The smaller business, the startup and the fresh-faced entrepreneurial ing'enue are far more likely to adopt the benefits and opportunities offered by remote working and the connectivity of FTTH. They are finding it easier to adapt to teleworking and teleconferencing and to adopt it as part of their corporate culture. The larger corporate, however, is still set in its ways.

Says Pronk: "South African culture is to look people in the eye, so face-to-face meetings are still the standard. However, younger workers are embracing the digital side of things far more so this may well change in the future. Also, different segments are more flexible, such as call centre workers, developers, online sales people et al, where there is room for them to work from home."

Calvin Collett, CEO, iConnect Telecoms, agrees: "It's a massive step we have to take together and, right now, most corporates aren't ready. Fibre infiltration in South Africa only started in October 2015 and while there has been massive uptake, it's still too early to say."

A remote future

Until now, most organisations have had to endure the fun of DSL with copper degradation, distance from the exchange, attenuation and theft all impacting on quality and performance. With fibre, however, these challenges are a thing of the past as connectivity is consistent and reliable - if it's a 100Mbps connection, then that's what you get. This is something of a novelty in South Africa...

"I think 18 months from now we'll be having different conversations," says Collett. "We'll have large areas of the metropolitan fibred up and customers will be using those fibre connections. At that point it will be a worthwhile conversation to have with your employer because there's no excuse for downtime."

The story of fibre in South Africa has really just begun. It's introducing new levels of capability for the organisation and igniting new ways of thinking when it comes to productivity, solutions and accessibility. Cloud infrastructure can reach its potential and the Internet of Things has room to expand into corporate and personal innovation. Fibre is bringing a more stable, reliable and faster level of connectivity that makes accessing tools like Skype, e-mail and cloud-based services easier and quicker, and it's outstripping ADSL in terms of uptake and efficiency.

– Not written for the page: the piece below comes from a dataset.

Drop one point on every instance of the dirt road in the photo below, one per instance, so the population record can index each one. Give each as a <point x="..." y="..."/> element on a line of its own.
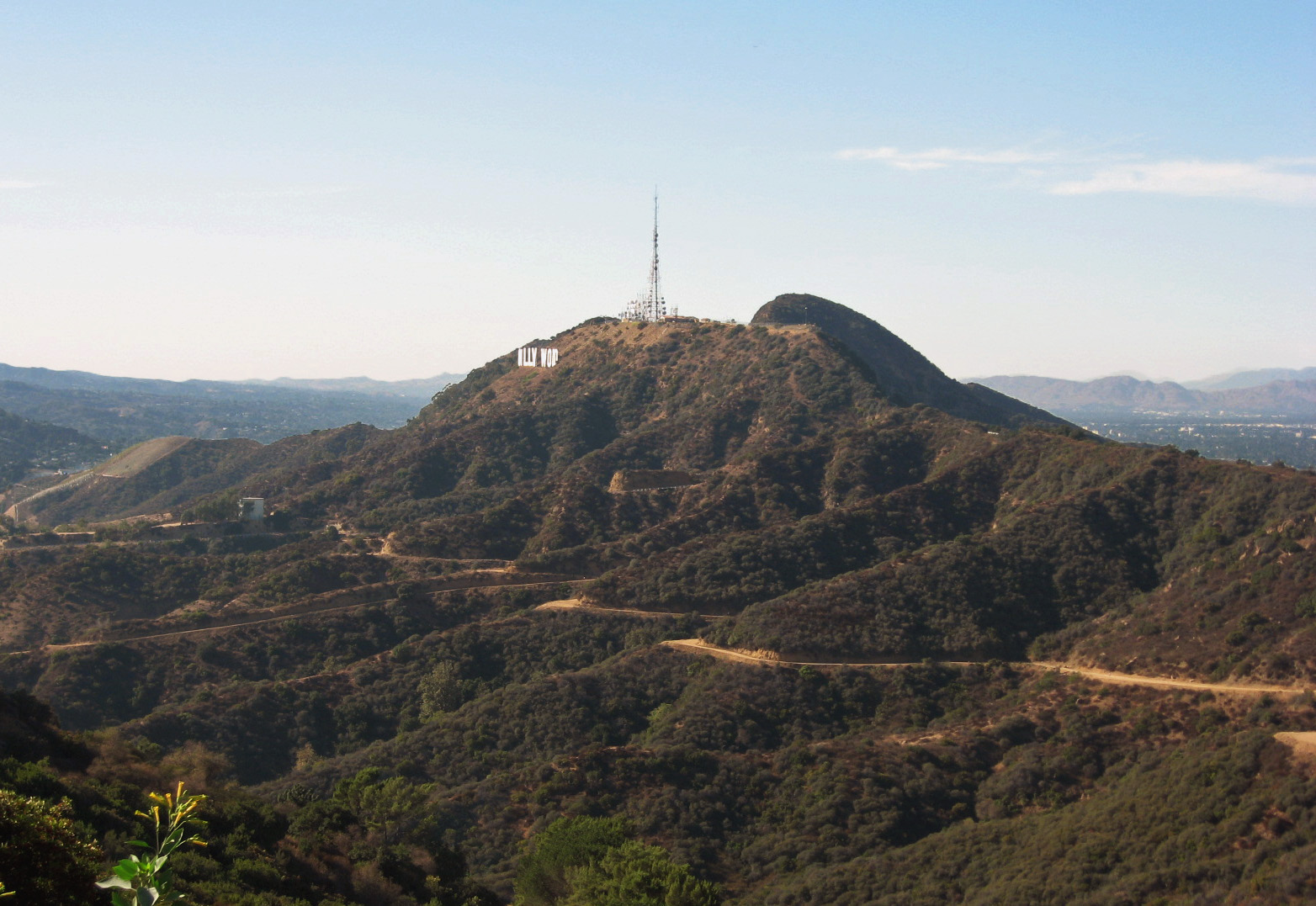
<point x="576" y="604"/>
<point x="464" y="584"/>
<point x="702" y="647"/>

"In the US, there's been a 26% increase in the number of jobs posted online offering jobs that entail work from home, with companies like Amazon, Kaplan, First Data and Convergys taking the lead in the last year," says Juanita Clark, CEO, FTTH Council South Africa. "This says that companies are realising the benefits. In fact, in one study, over 48% of the general workforce said they would take a salary cut if they could work from home. It's simply a matter of time, and the mind-set to let go of full control."